Why does Apache 2.0 licensing matter in this workflow?
What does “uncensoring” mean here, and how is it achieved?
How does Ollama fit into running the model locally?
What are the practical steps for fine-tuning with Hugging Face Auto Train?
Why is cloud GPU rental recommended for fine-tuning?
Review Questions
- What limitations of closed-source, aligned models motivate the shift to Apache 2.0–licensed Mixol 8X 7B?
- Describe the end-to-end workflow from local inference (Ollama) to custom behavior via fine-tuning (Auto Train).

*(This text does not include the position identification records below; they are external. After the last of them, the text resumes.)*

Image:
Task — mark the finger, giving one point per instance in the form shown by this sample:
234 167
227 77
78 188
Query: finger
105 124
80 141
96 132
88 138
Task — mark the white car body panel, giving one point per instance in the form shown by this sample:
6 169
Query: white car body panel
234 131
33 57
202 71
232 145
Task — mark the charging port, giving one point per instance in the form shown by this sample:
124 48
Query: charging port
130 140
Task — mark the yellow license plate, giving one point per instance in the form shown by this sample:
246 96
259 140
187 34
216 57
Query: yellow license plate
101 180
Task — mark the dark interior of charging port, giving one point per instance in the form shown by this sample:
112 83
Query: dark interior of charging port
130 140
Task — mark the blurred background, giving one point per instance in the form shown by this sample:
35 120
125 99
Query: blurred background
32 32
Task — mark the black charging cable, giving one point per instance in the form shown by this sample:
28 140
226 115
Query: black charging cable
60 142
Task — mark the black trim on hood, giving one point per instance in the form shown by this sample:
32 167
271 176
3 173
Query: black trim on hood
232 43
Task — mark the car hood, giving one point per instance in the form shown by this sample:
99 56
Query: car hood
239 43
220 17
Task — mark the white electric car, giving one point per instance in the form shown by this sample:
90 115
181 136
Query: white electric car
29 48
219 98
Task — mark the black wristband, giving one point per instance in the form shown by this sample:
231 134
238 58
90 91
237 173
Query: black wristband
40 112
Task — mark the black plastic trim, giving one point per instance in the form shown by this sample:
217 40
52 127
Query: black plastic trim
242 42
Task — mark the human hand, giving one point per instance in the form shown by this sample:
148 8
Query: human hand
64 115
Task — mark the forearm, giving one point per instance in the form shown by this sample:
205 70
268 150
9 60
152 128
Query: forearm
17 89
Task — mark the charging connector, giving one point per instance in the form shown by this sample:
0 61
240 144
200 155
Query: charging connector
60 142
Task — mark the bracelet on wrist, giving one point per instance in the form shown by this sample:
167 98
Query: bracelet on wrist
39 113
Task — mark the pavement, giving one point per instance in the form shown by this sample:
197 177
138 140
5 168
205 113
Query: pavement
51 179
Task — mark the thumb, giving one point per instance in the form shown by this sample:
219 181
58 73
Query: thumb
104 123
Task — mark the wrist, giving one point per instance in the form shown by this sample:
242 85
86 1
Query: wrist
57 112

- What role does training-data filtering play in changing model behavior compared with runtime prompting alone?
Key Points
- 1
Mixol 8X 7B is highlighted for its Apache 2.0 license, which is presented as enabling modification and reuse with fewer restrictions than closed models.
- 2
Default alignment/censorship is described as a common starting point for open models, making dataset-level changes necessary for “uncensoring.”
- 3
Eric Hartford’s Mix Dolphin is cited as an example where filtering the dataset reduced alignment and bias while improving coding performance.
- 4
Ollama is recommended as a practical local runtime: install, run “ollama serve,” then launch a specific model; the Mix Dolphin model is about 26 GB to download.
- 5
Running the uncensored model locally can require substantial memory (example: ~40% of 64 GB RAM).
- 6
Fine-tuning is framed as achievable through Hugging Face Auto Train using prompt/response training pairs, often requiring rented GPU compute.
- 7
Cloud training costs are illustrated with an estimate of roughly $1,200 for ~3 days on four A1 100s.